Maxton Hall: Recap 1×06 A piece of happiness

¡Hasta luego, OC! ¡Un abrazo, Glee! ¡Qué buenos momentos pasamos, One Tree Hill! ¡Apartaos porque os quiere adelantar por la derecha, y os está adelantando, Maxton Hall! Vaya pedazo de serie, teenager o no teenager. Este último episodio (season finale, que no series finale, NECESITO MÁS DE ESTO) confirma todo lo bueno ya apuntado en el 1×01, el 1×02, el 1×03, el 1×04 y el 1×05: unas interpretaciones de escándalo por parte de su pareja protagonista (una química entre ambos «over the charts» de esas), unas tramas con chicha y cierta hondura (la serie empieza un poco tópica pero al partir del segundo episodio empieza a soltarse el pelo), unas localizaciones preciosas (Oxford es despampanante) y una selección musical acertadísima y hasta elegante, upbeat pero no obvia (y muy bien integrada en el discurrir de los acciones, por cierto). ¡Vamos con la recap!

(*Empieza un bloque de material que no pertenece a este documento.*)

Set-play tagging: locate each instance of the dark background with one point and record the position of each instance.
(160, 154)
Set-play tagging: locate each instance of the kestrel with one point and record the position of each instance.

Ruby & James, una de mis parejas teen favoritas ever desde ya, intentan evitarse continuamente en esta especie de bootcamp que tienen en Oxford pero, como dijo Antonio Resines en Los Serrano o en mi imaginación cuando estaba intentando prohibir la relación de Marcos y Eva, NO SE LE PUEDEN PONER PUERTAS AL MAR. Y Ruby & James se arrejuntan y se desfogan y aquello es como una mezcla de Dawson Crece y Élite que madre del amor hermoso, sensible y ardiente, qué bien, ¿no? La noche de pasión de los chicos es perfecta porque, no solo viene precedida por las explicaciones que Ruby le pide a James («no eres quién para decidir lo que puedo o no puedo soportar»), sino que además es rematada con un paseo de los chicos por Oxford con Ruby ayudando a James a «descubrirse a sí mismo». A mí me ha parecido super tierno, factible y otro de esos toques «naturalistas» o de estar pegada a la realidad de la serie.

Move over, Seth & Summer! Ruby & James are coming!


El final del episodio es de IMPACTO TV, no haré spoilers, pero diré que deja las cosas muuuuy interesantes de cara a la segunda temporada. Terminaré diciendo esto: hacía tiempo que no veía una serie adolescente tan bien hecha, que se preocupe (realmente) por la vida de sus personajes, y que aspire a algo más que a epatar al personal. Maxton Hall, envuelta en ese envoltorio pijo de lujo y oropel, esconde en su interior una historia humilde, bonita y sincera. Absolutamente recomendada.